In a statement issued by the transport company, the inclusion of these cities reflects inDrive’s dedication to bringing innovative transportation options to both urban centres and suburban areas.
Speaking about the expansion, Senior Business Representative at inDrive Hasan Qureshi said: “We are excited to extend the convenience and reliability of inDrive to residents of Larkana, Kāmoke, Sheikhupura, Hafizabad, and Okara.”
“Our mission is to redefine transportation by providing safe, affordable, and accessible rides to everyone. With this expansion, we are not only enhancing the commuting experience but also contributing to the economic growth and empowerment of these communities.”
PR Manager Sidra Kiran said that their new service offers city residents the convenience of accessing transport from their homes, eliminating the need to search for it.
“Both drivers and passengers stand to gain significant benefits, including time-saving and the elimination of challenges associated with street hailing.

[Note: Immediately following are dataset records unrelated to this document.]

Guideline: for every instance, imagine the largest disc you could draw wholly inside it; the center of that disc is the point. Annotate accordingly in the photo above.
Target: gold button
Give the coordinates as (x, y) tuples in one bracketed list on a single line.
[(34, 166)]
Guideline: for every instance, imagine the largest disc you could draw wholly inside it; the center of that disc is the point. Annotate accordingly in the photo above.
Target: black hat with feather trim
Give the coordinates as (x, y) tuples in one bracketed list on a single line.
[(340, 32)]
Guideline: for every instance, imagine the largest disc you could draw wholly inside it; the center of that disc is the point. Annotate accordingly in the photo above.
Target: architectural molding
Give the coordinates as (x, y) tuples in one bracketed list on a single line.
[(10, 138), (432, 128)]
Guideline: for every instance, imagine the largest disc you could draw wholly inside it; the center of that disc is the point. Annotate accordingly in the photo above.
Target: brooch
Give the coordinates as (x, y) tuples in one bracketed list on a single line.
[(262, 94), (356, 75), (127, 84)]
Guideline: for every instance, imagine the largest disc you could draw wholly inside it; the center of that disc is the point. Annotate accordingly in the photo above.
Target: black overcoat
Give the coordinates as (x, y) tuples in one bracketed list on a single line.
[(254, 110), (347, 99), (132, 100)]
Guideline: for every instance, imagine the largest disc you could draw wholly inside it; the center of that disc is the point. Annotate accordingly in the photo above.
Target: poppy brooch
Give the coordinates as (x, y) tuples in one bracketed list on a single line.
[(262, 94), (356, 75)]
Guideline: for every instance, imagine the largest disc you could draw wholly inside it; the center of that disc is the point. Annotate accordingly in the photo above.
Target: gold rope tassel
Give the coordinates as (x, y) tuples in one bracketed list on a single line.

This service addresses issues such as locating rides during odd hours like early mornings or late nights,” she stated.
She further added: “inDrive ride-hailing presents numerous benefits to drivers in small cities, including flexible opportunities, reduced unemployment, supplemental income, enhanced community connection, and positive contributions to the local economy.”
The launch of the company in these cities would benefit both riders and driver-partners.
inDrive further said that it remains committed to upholding the highest standards of safety, affordability, customer service, and technological innovation.
inDrive is Pakistan’s premier ride-hailing service and is revolutionising the way people travel. With a commitment to providing safe, affordable, and reliable transportation.
The company allowed riders to connect with nearby drivers with its app.